Relatório da PF sugere influência dos métodos do crime organizado sobre os militares

Atualizado em 25 de novembro de 2024 às 20:03
O general Walter Braga Netto foi apresentado como interventor federal em 2018. Foto: Fabio Rodrigues Pozzebom/Agência Brasil

O relatório da Polícia Federal revelou um cenário preocupante sobre a atuação de militares nos atos investigados, com 25 dos 37 indiciados possuindo patentes nas Forças Armadas. Esse número expressivo indica um envolvimento significativo de militares em ações que sugerem a possibilidade de um golpe. Embora não se possa afirmar categoricamente que houve uma tentativa de golpe militar, o levantamento aproxima essa compreensão e traz à tona a gravidade da situação.

Entre os aspectos mais alarmantes apontados no relatório está a conexão entre os métodos empregados nas ações golpistas e aqueles usados no assassinato de Marielle Franco. A Polícia Federal identificou uma “transferência de tecnologia” entre as práticas do crime organizado e as estratégias militares, um fenômeno que sugere contaminação.
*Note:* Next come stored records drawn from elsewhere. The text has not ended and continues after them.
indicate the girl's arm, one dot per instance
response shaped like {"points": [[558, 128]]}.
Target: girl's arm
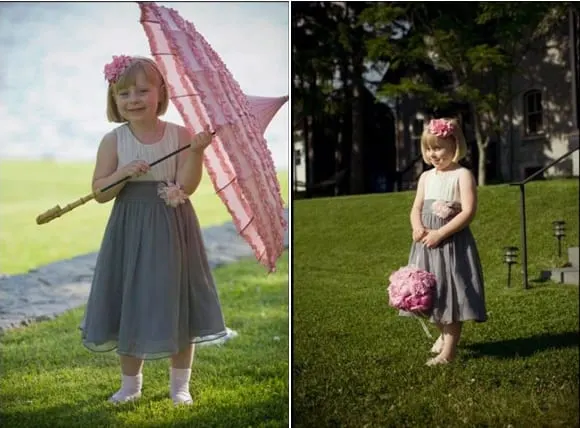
{"points": [[189, 164], [416, 210], [106, 172], [106, 169], [468, 194]]}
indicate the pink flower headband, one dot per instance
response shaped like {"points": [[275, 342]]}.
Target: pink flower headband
{"points": [[441, 128], [115, 68]]}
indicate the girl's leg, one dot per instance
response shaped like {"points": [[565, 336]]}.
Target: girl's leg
{"points": [[132, 380], [438, 345], [451, 336], [180, 375]]}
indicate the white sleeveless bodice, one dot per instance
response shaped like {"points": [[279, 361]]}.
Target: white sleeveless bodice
{"points": [[129, 148], [442, 186]]}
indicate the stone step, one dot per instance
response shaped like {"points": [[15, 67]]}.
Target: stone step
{"points": [[567, 275], [573, 256]]}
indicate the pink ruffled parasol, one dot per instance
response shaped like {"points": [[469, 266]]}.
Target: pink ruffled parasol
{"points": [[238, 161]]}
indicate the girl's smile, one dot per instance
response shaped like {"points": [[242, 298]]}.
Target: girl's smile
{"points": [[139, 101]]}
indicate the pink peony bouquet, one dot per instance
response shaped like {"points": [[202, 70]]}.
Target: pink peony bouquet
{"points": [[411, 289], [172, 194], [444, 209]]}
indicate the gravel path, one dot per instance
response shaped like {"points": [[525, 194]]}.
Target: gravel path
{"points": [[46, 292]]}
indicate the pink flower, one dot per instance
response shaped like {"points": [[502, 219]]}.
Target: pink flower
{"points": [[443, 209], [441, 128], [411, 289], [115, 69], [172, 194]]}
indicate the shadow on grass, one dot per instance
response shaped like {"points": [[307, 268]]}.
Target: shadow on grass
{"points": [[524, 347], [94, 413], [65, 416]]}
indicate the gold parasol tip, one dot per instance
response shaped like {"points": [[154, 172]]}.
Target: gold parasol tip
{"points": [[49, 215]]}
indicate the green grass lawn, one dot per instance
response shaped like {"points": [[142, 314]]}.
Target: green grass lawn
{"points": [[357, 364], [48, 379], [29, 188]]}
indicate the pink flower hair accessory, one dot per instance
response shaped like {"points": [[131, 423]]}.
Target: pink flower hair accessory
{"points": [[172, 194], [441, 128], [115, 68]]}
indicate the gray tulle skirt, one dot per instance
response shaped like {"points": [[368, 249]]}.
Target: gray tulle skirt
{"points": [[152, 293], [455, 262]]}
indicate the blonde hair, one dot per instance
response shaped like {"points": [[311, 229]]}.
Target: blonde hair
{"points": [[128, 78], [430, 140]]}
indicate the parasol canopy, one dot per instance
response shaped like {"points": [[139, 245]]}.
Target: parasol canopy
{"points": [[238, 161]]}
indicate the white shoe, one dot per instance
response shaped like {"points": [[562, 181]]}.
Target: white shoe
{"points": [[437, 346]]}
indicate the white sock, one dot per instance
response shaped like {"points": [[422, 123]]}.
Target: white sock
{"points": [[180, 386], [130, 389]]}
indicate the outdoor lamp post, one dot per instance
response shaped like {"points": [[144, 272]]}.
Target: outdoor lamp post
{"points": [[559, 232], [510, 258]]}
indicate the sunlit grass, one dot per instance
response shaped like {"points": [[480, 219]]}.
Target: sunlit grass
{"points": [[356, 363], [29, 188], [48, 379]]}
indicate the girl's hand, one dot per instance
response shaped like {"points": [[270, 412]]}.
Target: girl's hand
{"points": [[432, 239], [418, 234], [136, 168], [201, 141]]}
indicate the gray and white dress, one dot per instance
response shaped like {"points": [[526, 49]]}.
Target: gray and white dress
{"points": [[153, 291], [455, 262]]}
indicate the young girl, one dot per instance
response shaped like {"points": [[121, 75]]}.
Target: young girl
{"points": [[444, 206], [152, 295]]}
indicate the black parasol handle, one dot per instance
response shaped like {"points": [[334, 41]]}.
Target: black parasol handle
{"points": [[104, 189]]}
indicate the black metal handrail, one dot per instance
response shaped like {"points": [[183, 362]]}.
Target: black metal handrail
{"points": [[522, 185]]}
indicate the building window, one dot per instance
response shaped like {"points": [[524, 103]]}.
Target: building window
{"points": [[533, 123], [297, 157]]}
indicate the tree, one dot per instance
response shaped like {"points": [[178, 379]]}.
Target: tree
{"points": [[479, 45]]}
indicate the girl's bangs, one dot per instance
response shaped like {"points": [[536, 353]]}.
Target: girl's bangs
{"points": [[129, 77]]}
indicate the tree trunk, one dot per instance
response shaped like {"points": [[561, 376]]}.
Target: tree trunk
{"points": [[357, 183], [308, 152], [482, 144]]}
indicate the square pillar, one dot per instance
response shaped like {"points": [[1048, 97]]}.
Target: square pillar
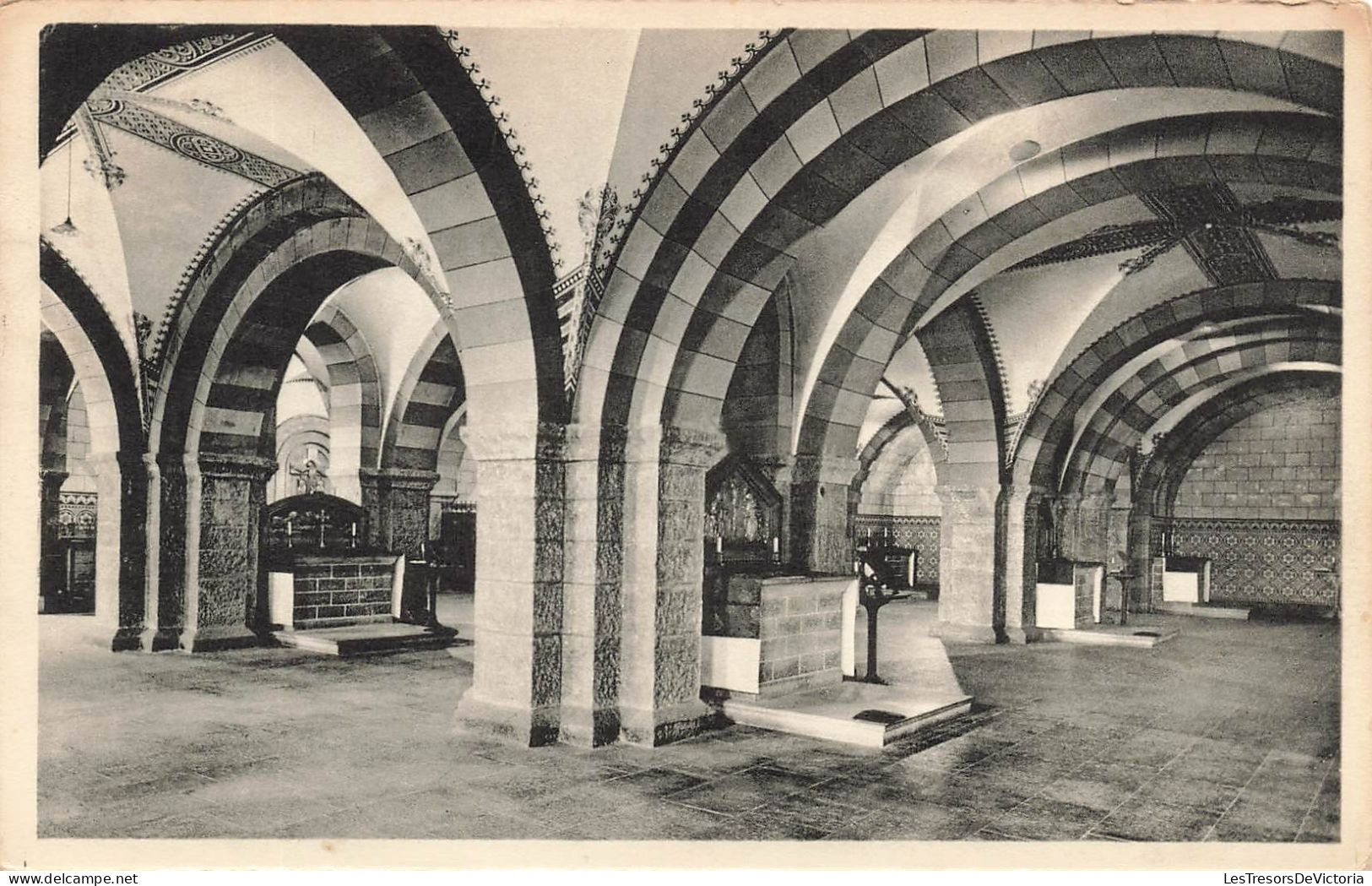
{"points": [[592, 600], [51, 561], [224, 595], [663, 573], [969, 558], [518, 674], [1021, 572], [397, 503], [121, 538], [821, 530]]}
Essa conexão fica ainda mais evidente com a presença do general Braga Netto em ambos os contextos.

Antes de ocupar altos cargos no governo Jair Bolsonaro, incluindo a vice-presidência na chapa de reeleição, Braga Netto comandou a intervenção militar no Rio de Janeiro durante o governo Temer. Nesse período, sob o pretexto de garantir a segurança pública, práticas controversas foram adotadas. A militarização da segurança pública, longe de resolver os problemas locais, teria promovido a incorporação de métodos ilícitos, que hoje preocupam as investigações.

O relatório aponta que o monitoramento de alvos políticos, como Lula, Geraldo Alckmin e Alexandre de Moraes, teve início após uma reunião na casa de Braga Netto. Entre os envolvidos estava Mauro Cid, membro das Forças Especiais do Exército, treinado em contraterrorismo e sabotagem, que desempenhou um papel central no planejamento e execução de ações, incluindo o uso de celulares registrados em nomes de terceiros para dificultar o rastreamento.

Um elemento-chave das investigações foi o documento conhecido como “Apostila de Anonimização”, encontrado nos arquivos do coronel Rafael Oliveira. Esse material detalha técnicas para escamotear ações ilícitas e faz referência direta às práticas utilizadas no caso Marielle Franco. As investigações revelaram que os métodos de anonimização foram inspirados em estratégias do crime organizado, como o uso de dados de antenas celulares, que permitiram identificar os assassinos da vereadora. A evidência desse vínculo entre as práticas criminosas e as operações golpistas reforça o caráter perturbador das descobertas.

A vereadora Marielle Franco, assassinada no Rio de Janeiro em 2018. Foto: Reprodução

A divulgação do relatório gerou reações variadas. Braga Netto repudiou as acusações e criticou o relatório, enquanto membros do Exército defenderam que parte das informações se baseia em fontes questionáveis. Apesar de iniciativas como a diretriz ética proposta pelo general Richard Nunes, outras medidas necessárias para mitigar a influência militar na política, como a limitação de cargos civis ocupados por militares, ainda enfrentam resistência.

O Exército também enfrenta dificuldades para investigar militares suspeitos de forma eficaz. Procedimentos mais rigorosos, como a quebra de sigilo, dependem de autorização judicial, limitando as investigações a sindicâncias de alcance restrito. Muitos dos indiciados, incluindo Mauro Cid, operaram por meio de relações pessoais construídas nas academias militares, o que dificultou a identificação de suas atividades clandestinas.

Por fim, os indiciamentos destacam o impacto desse cenário no futuro das Forças Armadas. Oficiais como o general Nilton Diniz Rodrigues e o coronel Fabrício Bastos, ocupando posições estratégicas, tornaram-se alvos das investigações, expondo a fragilidade institucional em lidar com infiltrações golpistas. A incapacidade de impedir que integrantes da corporação usem sua expertise militar para ameaçar o próprio Estado levanta preocupações sobre a credibilidade e o papel das Forças Armadas no regime democrático.